The Micron AI memory chip story reached a new peak last week, with the Boise, Idaho-based memory maker briefly surpassing both Meta and Tesla by market capitalisation on Thursday before settling back. By Friday’s close, Micron held a market cap close to $1.27 trillion, while Meta sat at $1.39 trillion and Tesla at $1.42 trillion. The gap is now very much closeable. That took a while to type without laughing, given that Micron spent the better part of the previous decade trading below $100 a share.
The stock has risen over 236% in the past month alone, closing Friday at $1,132. That is not a typo.
What the Earnings Actually Said
The immediate catalyst was a set of third-quarter results that the word ‘blockbuster’ barely covers. Revenue quadrupled year-over-year to $41.45 billion, while profit surged from $1.88 billion to $28.2 billion over the same period. Micron also guided for fourth-quarter revenue of between $49 billion and $51 billion, which is the kind of forward guidance that makes analysts reach for their upgrade buttons.
Zoom out a little and the trajectory is just as steep. According to Micron’s fiscal Q4 2025 earnings call prepared remarks, full-year fiscal 2025 revenue grew nearly 50% to a record $37.4 billion, with gross margins expanding by 17 percentage points to reach 41%. Those are not the numbers of a commodity cyclical quietly muddling through.
Dig into the product mix and the AI story becomes even clearer. Citing Micron’s Q4 2025 earnings call, Yahoo Finance reported that High-Bandwidth Memory revenue reached nearly $2 billion in fiscal Q4 alone, implying an annualised run rate of roughly $8 billion. DRAM revenue hit $9 billion for the quarter, up 69% year-over-year. NAND, the less glamorous sibling, came in at $2.3 billion, down 5% year-over-year, a reminder that not every segment is riding the same wave. For Q1 2026, Micron guided to $12.5 billion in revenue, a gross margin of 51.5%, and earnings per share of $3.75.
Why the Micron AI Memory Chip Case Is About More Than One Good Quarter
The perennial bear case on memory chip makers has always been the cycle: build capacity, watch demand evaporate, sell product at a loss, repeat. Micron has been here before, and so has anyone who has owned the stock. The question Wall Street is now wrestling with is whether AI fundamentally breaks that pattern, or merely delays the next bust.
Micron’s answer is structural: long-term supply agreements. The company disclosed 16 strategic customer agreements spanning data centre, consumer, and automotive segments, framing them as a transformation of its underlying business model. The most eye-catching of these was announced on 22 June 2026, when Micron and Anthropic disclosed a multi-pillar strategic agreement covering memory and storage AI architecture design, supply and demand commitments for HBM, DRAM, and SSDs, enterprise deployment of Claude across Micron’s own operations, and a strategic equity investment by Micron in Anthropic’s Series H funding round, according to Micron’s investor relations announcement.
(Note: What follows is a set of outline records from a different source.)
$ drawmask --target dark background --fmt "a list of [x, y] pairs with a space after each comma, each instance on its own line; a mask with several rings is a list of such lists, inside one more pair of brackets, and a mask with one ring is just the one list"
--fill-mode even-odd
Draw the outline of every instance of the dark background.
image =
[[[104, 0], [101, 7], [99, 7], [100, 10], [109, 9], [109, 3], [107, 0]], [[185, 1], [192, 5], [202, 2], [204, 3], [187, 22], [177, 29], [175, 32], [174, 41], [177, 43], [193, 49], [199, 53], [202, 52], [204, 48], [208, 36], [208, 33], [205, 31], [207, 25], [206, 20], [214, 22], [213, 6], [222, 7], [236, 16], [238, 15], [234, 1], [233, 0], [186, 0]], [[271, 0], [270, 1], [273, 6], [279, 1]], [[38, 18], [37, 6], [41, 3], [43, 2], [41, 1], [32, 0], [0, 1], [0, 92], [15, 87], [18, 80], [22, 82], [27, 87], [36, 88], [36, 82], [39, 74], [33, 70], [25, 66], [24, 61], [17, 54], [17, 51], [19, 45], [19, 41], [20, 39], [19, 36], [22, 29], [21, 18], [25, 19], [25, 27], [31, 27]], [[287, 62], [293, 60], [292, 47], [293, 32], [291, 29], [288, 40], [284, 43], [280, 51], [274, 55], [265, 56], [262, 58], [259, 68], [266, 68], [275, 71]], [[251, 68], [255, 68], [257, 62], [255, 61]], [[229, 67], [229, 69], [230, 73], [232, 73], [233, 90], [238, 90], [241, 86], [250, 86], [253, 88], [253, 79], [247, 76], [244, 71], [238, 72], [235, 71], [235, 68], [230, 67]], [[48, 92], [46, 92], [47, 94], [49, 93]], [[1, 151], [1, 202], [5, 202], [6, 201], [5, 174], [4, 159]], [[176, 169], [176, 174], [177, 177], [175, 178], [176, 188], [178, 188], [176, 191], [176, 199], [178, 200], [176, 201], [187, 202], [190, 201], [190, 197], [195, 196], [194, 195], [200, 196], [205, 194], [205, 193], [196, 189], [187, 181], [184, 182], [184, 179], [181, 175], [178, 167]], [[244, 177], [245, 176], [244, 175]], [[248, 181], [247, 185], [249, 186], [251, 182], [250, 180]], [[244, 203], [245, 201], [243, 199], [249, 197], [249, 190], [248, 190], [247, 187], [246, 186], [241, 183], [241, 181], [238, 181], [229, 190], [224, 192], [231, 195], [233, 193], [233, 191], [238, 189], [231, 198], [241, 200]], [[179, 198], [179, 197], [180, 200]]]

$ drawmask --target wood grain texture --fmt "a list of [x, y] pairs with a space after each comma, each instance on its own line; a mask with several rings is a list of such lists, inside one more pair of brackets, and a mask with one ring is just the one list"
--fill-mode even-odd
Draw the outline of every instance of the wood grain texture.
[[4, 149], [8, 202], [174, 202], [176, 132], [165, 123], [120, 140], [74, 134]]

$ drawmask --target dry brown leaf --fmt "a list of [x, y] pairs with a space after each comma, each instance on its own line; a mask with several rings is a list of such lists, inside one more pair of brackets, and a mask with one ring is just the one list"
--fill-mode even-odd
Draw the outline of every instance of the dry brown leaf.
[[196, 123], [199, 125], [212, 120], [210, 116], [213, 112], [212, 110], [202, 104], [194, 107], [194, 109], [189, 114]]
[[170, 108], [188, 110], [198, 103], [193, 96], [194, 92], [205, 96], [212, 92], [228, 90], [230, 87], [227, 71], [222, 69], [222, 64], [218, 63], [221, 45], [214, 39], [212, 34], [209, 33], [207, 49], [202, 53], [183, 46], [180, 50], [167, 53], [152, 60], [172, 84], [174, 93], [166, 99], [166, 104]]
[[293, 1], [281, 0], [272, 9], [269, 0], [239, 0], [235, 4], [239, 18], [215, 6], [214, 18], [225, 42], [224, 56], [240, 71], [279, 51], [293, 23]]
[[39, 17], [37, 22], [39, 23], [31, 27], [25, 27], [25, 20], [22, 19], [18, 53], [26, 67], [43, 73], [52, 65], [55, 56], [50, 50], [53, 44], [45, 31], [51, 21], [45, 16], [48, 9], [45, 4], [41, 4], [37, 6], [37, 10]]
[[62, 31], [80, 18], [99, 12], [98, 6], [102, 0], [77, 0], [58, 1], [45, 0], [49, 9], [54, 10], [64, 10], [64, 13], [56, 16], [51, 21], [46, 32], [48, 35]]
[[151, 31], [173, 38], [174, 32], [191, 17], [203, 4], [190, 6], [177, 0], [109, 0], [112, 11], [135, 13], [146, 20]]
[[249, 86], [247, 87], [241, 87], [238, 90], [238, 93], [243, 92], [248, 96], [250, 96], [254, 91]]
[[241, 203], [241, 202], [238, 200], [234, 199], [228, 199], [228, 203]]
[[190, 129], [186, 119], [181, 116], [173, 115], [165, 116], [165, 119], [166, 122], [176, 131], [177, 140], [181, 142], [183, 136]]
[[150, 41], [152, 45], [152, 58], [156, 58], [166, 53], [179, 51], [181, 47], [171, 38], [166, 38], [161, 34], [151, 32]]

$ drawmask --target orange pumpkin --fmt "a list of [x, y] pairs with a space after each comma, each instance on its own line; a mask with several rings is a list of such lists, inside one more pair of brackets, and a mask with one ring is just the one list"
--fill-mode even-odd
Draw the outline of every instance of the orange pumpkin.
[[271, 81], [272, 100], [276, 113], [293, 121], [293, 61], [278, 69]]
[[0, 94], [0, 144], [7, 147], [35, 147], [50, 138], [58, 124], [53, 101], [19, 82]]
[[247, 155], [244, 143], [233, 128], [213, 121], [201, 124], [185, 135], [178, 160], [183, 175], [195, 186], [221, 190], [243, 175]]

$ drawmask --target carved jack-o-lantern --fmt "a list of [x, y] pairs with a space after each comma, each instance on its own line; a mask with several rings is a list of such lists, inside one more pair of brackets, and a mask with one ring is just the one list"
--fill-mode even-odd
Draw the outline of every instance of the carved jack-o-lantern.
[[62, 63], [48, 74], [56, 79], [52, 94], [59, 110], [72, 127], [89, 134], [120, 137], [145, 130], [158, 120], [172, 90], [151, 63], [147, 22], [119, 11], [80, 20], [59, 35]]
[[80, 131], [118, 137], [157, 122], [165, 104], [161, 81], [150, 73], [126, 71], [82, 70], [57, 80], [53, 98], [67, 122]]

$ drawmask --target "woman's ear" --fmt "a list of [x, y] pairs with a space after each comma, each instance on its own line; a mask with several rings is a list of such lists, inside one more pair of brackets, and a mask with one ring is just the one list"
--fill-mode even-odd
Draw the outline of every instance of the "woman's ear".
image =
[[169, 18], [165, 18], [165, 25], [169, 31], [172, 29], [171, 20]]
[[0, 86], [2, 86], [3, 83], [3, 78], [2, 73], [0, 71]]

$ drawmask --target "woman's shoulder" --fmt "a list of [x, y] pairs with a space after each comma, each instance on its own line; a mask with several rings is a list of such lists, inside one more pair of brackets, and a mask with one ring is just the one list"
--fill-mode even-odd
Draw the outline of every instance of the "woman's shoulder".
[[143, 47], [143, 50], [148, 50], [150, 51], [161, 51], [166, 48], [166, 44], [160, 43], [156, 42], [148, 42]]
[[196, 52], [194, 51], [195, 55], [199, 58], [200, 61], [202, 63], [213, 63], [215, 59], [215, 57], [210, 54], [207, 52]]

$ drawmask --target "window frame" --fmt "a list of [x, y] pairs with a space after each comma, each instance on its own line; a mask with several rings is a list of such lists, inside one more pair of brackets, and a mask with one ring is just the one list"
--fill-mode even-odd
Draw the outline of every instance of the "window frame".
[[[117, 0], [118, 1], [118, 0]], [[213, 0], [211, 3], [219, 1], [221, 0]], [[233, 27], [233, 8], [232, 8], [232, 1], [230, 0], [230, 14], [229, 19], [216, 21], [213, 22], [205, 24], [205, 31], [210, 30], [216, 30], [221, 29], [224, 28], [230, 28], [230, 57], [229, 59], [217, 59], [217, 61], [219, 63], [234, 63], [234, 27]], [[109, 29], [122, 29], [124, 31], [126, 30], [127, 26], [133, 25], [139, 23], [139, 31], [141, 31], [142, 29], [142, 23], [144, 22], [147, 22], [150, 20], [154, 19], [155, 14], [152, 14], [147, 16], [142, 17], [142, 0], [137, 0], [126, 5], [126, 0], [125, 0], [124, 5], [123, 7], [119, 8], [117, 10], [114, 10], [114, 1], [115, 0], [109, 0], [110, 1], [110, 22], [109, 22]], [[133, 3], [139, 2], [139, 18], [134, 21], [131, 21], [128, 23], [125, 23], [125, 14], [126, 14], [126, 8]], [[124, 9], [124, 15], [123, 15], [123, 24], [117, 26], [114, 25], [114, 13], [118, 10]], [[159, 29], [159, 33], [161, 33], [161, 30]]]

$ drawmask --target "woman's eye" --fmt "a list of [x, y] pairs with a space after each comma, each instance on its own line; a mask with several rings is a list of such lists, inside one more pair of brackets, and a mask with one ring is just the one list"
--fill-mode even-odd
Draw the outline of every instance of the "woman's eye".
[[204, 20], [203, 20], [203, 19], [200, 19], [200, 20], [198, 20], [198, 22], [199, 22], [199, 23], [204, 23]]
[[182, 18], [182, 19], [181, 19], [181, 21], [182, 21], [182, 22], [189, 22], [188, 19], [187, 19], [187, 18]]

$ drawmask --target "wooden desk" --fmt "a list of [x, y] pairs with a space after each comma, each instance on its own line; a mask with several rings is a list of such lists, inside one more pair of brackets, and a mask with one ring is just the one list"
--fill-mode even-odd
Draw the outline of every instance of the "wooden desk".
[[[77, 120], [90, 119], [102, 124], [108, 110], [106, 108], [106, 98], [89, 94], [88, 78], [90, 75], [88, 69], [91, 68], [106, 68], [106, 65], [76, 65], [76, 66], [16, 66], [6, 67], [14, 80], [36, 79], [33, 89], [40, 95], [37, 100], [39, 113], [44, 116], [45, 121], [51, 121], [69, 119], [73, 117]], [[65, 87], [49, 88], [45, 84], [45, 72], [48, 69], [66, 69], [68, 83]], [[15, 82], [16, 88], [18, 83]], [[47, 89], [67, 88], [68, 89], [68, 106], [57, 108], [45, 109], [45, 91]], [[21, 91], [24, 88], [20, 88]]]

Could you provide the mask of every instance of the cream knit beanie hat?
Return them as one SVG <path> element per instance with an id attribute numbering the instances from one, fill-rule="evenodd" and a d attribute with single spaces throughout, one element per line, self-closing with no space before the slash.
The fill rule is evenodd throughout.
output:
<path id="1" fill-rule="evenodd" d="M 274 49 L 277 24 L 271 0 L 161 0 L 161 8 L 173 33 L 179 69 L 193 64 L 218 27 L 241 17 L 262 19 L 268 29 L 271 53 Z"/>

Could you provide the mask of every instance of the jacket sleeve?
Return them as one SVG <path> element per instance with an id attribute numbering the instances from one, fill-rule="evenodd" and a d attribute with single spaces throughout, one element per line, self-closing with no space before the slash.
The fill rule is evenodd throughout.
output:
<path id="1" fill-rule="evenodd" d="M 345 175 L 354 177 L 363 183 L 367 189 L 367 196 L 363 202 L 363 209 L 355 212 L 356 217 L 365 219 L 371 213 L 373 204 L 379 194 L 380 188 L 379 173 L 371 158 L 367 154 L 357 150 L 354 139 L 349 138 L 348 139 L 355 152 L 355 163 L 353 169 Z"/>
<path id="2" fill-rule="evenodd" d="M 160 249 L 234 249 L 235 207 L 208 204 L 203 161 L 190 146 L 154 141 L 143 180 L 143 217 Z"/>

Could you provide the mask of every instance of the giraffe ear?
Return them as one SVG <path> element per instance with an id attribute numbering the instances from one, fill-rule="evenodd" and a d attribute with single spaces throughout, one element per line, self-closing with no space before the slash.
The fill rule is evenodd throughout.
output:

That last point is worth pausing on. Micron is not just selling memory to Anthropic; it is taking an equity stake in one of the most closely watched AI labs in the world. That is a different kind of relationship from a standard volume supply contract.
Nvidia is also among the key buyers, as are the hyperscalers: Microsoft, Amazon AWS, Google, Meta, and Oracle. With so much of the AI compute stack dependent on HBM and DRAM, the shortage condition nicknamed ‘RAMageddon’ is predicted to persist into 2027, pushing up prices on everything from Apple products to Xbox consoles in the process.
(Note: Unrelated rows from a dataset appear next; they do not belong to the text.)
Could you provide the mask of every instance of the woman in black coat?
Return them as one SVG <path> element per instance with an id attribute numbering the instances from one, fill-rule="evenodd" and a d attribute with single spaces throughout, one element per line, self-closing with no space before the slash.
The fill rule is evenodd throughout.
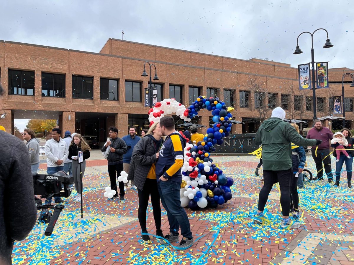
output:
<path id="1" fill-rule="evenodd" d="M 341 172 L 342 168 L 343 166 L 343 163 L 346 163 L 346 170 L 347 170 L 347 177 L 348 179 L 348 187 L 352 188 L 352 169 L 353 163 L 353 157 L 354 157 L 354 147 L 353 143 L 354 143 L 354 138 L 352 138 L 352 134 L 350 130 L 347 128 L 343 128 L 341 131 L 342 133 L 346 139 L 348 141 L 349 145 L 345 147 L 347 152 L 350 157 L 348 158 L 343 153 L 341 153 L 339 157 L 336 158 L 339 159 L 339 161 L 336 162 L 336 183 L 335 186 L 339 186 L 339 181 L 341 178 Z M 335 148 L 339 144 L 338 143 L 334 145 L 331 145 L 331 146 Z M 349 150 L 348 150 L 348 149 Z M 336 152 L 333 152 L 333 155 L 336 156 Z"/>
<path id="2" fill-rule="evenodd" d="M 163 142 L 159 123 L 153 124 L 144 137 L 134 147 L 132 155 L 128 180 L 132 180 L 138 189 L 139 208 L 138 217 L 142 233 L 147 233 L 146 210 L 149 197 L 154 210 L 154 219 L 156 226 L 156 235 L 164 237 L 161 230 L 161 208 L 160 195 L 157 188 L 155 173 L 155 162 L 159 158 L 159 152 Z M 150 241 L 147 235 L 142 235 L 144 242 Z M 159 242 L 159 240 L 158 241 Z"/>

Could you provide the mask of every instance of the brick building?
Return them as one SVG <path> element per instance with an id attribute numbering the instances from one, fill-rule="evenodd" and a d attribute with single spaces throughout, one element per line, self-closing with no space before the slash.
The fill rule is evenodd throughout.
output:
<path id="1" fill-rule="evenodd" d="M 300 93 L 297 69 L 287 64 L 111 38 L 98 53 L 0 41 L 0 82 L 8 92 L 4 101 L 6 116 L 0 124 L 13 132 L 14 119 L 56 119 L 64 131 L 96 136 L 99 142 L 111 125 L 118 128 L 121 136 L 131 125 L 139 132 L 149 124 L 143 98 L 149 77 L 141 76 L 145 61 L 157 69 L 160 79 L 153 83 L 158 100 L 174 98 L 187 106 L 198 95 L 217 95 L 234 106 L 235 119 L 245 123 L 233 125 L 233 133 L 256 130 L 260 104 L 270 111 L 276 106 L 287 108 L 288 118 L 310 120 L 313 116 L 312 92 Z M 317 90 L 318 117 L 328 114 L 330 98 L 341 95 L 342 77 L 348 71 L 353 71 L 330 69 L 331 88 Z M 354 88 L 345 80 L 347 125 L 353 129 Z M 254 90 L 260 84 L 260 93 L 267 96 L 260 103 Z M 204 110 L 193 122 L 207 125 L 211 115 Z M 182 122 L 176 118 L 176 123 Z"/>

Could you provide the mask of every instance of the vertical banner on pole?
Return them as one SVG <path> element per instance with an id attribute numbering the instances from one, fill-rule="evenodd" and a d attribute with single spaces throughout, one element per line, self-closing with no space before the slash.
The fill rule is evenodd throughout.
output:
<path id="1" fill-rule="evenodd" d="M 317 88 L 328 88 L 330 87 L 328 82 L 328 62 L 317 63 Z"/>
<path id="2" fill-rule="evenodd" d="M 145 93 L 144 93 L 145 99 L 145 106 L 150 107 L 150 88 L 147 88 L 144 89 Z"/>
<path id="3" fill-rule="evenodd" d="M 344 105 L 343 107 L 344 107 Z M 342 113 L 341 96 L 333 97 L 333 113 L 335 114 L 341 114 Z"/>
<path id="4" fill-rule="evenodd" d="M 153 87 L 153 105 L 157 103 L 157 86 Z"/>
<path id="5" fill-rule="evenodd" d="M 310 75 L 310 64 L 299 64 L 299 89 L 310 89 L 311 77 Z"/>

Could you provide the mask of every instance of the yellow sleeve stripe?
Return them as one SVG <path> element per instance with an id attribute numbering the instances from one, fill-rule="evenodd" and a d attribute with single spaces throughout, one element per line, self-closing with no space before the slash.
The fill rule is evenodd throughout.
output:
<path id="1" fill-rule="evenodd" d="M 171 135 L 171 140 L 172 140 L 172 144 L 173 145 L 173 149 L 175 152 L 178 151 L 182 151 L 182 144 L 181 142 L 181 138 L 176 134 Z"/>
<path id="2" fill-rule="evenodd" d="M 178 137 L 178 136 L 177 136 Z M 173 176 L 183 165 L 183 159 L 176 159 L 175 163 L 171 166 L 170 168 L 166 171 L 166 173 L 170 177 Z"/>

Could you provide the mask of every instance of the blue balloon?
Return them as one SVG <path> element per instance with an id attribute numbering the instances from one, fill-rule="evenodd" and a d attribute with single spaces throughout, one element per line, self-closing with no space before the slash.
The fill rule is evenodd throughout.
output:
<path id="1" fill-rule="evenodd" d="M 217 115 L 216 115 L 213 117 L 213 121 L 214 122 L 217 122 L 219 121 L 219 117 Z"/>
<path id="2" fill-rule="evenodd" d="M 218 140 L 221 138 L 221 134 L 218 131 L 216 131 L 214 133 L 214 139 Z"/>

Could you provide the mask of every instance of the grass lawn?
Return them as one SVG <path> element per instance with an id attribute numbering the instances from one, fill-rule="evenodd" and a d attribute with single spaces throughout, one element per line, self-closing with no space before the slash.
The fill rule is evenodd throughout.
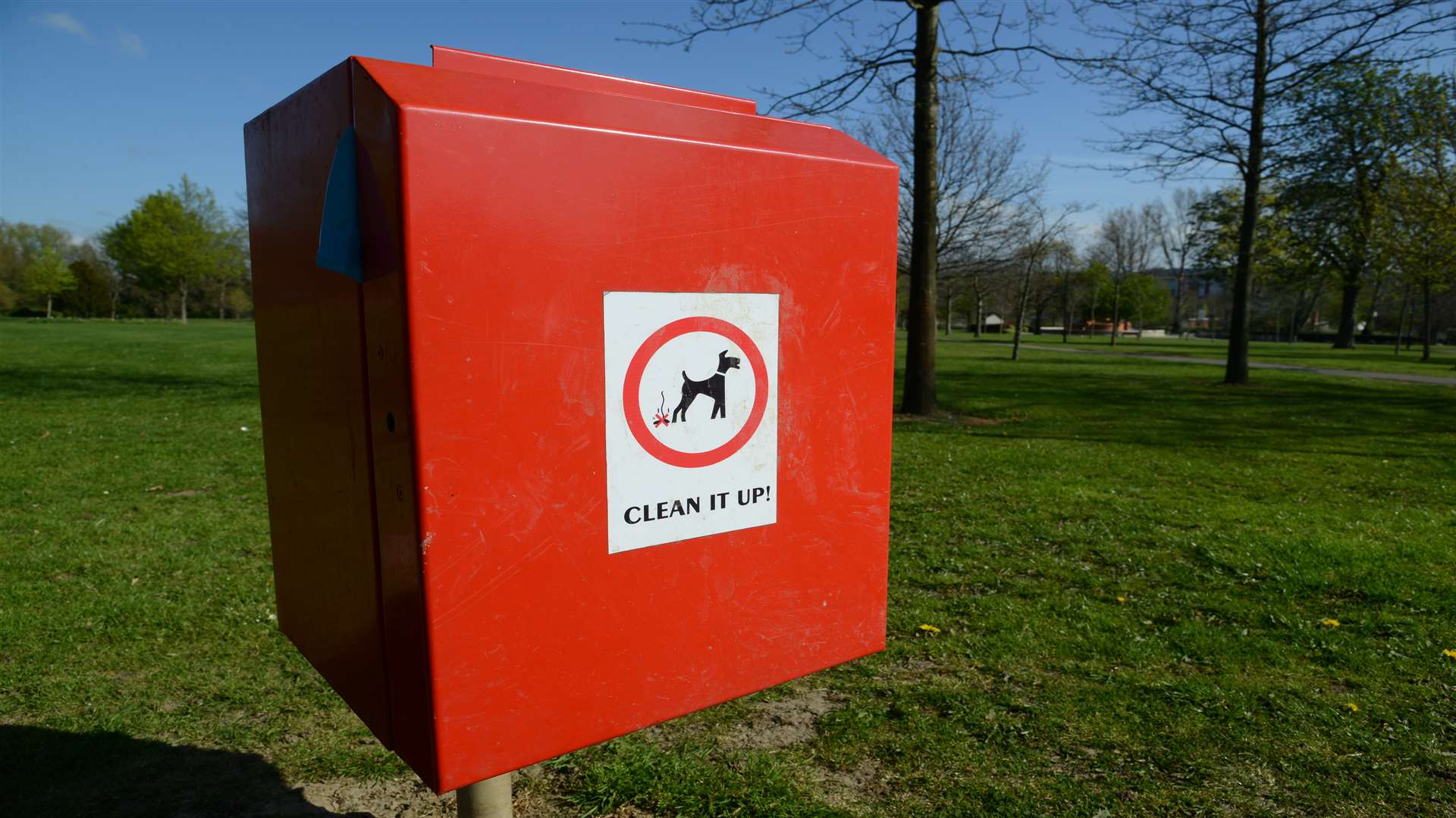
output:
<path id="1" fill-rule="evenodd" d="M 888 651 L 518 812 L 1456 815 L 1456 389 L 1006 352 L 895 425 Z M 409 774 L 272 622 L 255 381 L 246 323 L 0 320 L 0 814 Z"/>
<path id="2" fill-rule="evenodd" d="M 974 341 L 978 344 L 1010 344 L 1010 332 L 983 333 L 980 339 L 973 339 L 971 333 L 952 332 L 951 341 Z M 1021 336 L 1022 344 L 1037 346 L 1061 346 L 1060 333 Z M 1073 349 L 1112 349 L 1117 352 L 1142 352 L 1146 355 L 1178 355 L 1187 358 L 1219 358 L 1229 355 L 1229 342 L 1217 339 L 1178 339 L 1178 338 L 1118 338 L 1117 346 L 1108 346 L 1108 338 L 1073 335 L 1067 346 Z M 1029 354 L 1044 354 L 1040 349 Z M 1249 344 L 1249 360 L 1268 364 L 1291 364 L 1296 367 L 1310 367 L 1321 370 L 1361 370 L 1376 373 L 1401 373 L 1412 376 L 1456 377 L 1456 346 L 1431 346 L 1431 360 L 1421 362 L 1421 345 L 1411 349 L 1401 346 L 1399 355 L 1390 345 L 1357 345 L 1354 349 L 1332 349 L 1329 344 L 1275 344 L 1273 341 L 1254 341 Z"/>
William Blair analyst Sebastien Naji captured the new consensus in a research note: ‘Given the strong likelihood of continued ASP growth in the coming quarters and improving revenue visibility thanks to a rapidly expanding set of long-term agreements (SCAs) with key customers, we see potential for more durable earnings growth and reiterate our Outperform rating.’
The ‘durable’ qualifier is the whole argument in one word. Memory has historically been the opposite of durable. If the SCA structure actually delivers through a demand softening, Micron will have earned the Nvidia comparison. If it does not, the stock’s history below $100 will serve as a fairly pointed reminder of how these cycles typically end.
The next real test arrives with Q1 2026 results. That $12.5 billion revenue guidance and 51.5% gross margin target will either confirm the new reality or start the conversation about whether the cycle just got postponed rather than abolished.